Домовой обиделся на такую речь и решил, в свою очередь, сказать что-либо неприятное Аниске.

— Ты зачем чужое молоко выдаиваешь? Я тебе вот наломаю бока!

— Мне-то? — И ведьма опять рассмеялась и лукаво посмотрела на Домового. — Ну где тебе, старому хрену, со мной совладать?!

— Вот я тебе покажу, какой я старый хрен!

Быстрым прыжком, какого трудно было ожидать от его почтенного возраста, предприимчивый дедушка оказался возле Аниски. Не успела та отскочить, как сильные волосатые руки схватили ее под мышки, а нагая спина ведьмы почувствовала прикосновение мохнатого тела Домового.
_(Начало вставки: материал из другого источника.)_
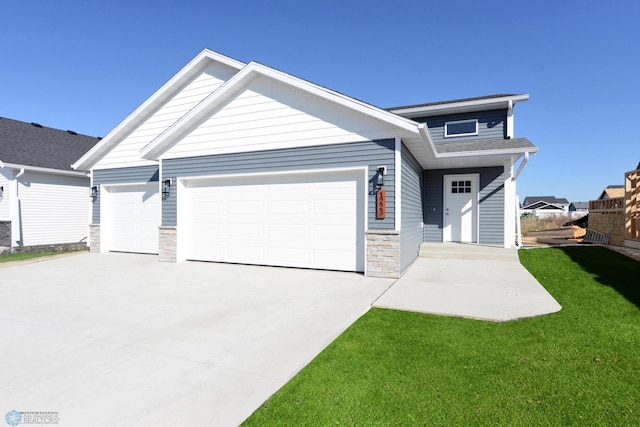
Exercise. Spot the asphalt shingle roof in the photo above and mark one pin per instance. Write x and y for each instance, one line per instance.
(23, 143)
(492, 144)
(547, 199)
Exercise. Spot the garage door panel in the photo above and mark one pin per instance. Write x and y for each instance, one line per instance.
(288, 231)
(132, 218)
(301, 220)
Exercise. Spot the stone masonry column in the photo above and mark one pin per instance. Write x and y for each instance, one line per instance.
(168, 244)
(94, 237)
(383, 253)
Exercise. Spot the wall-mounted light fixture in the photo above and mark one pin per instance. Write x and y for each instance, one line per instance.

Хотя Аниска и была натерта жирною волшебною мазью, помогавшею ей перекидываться сорокой, крысой или жабой, все ее попытки вы скользнуть из объятий пылкого старика оказались неудачными. Упорная, молчаливая борьба показала ведьме, что мохнатый дедушка гораздо сильнее ее. Схваченная сзади, она вынуждена была упасть на колени, чувствуя, что еще немного, и противник ее восторжествует победу. Аниска решила тогда прибегнуть к хитрости.

— Не вали ты меня, голубчик, в навоз! Стыдно ведь мне потом с замаранной спиной будет по селу бежать… Ты хоть соломки или сена подстели! — жалобным голосом взмолилась она.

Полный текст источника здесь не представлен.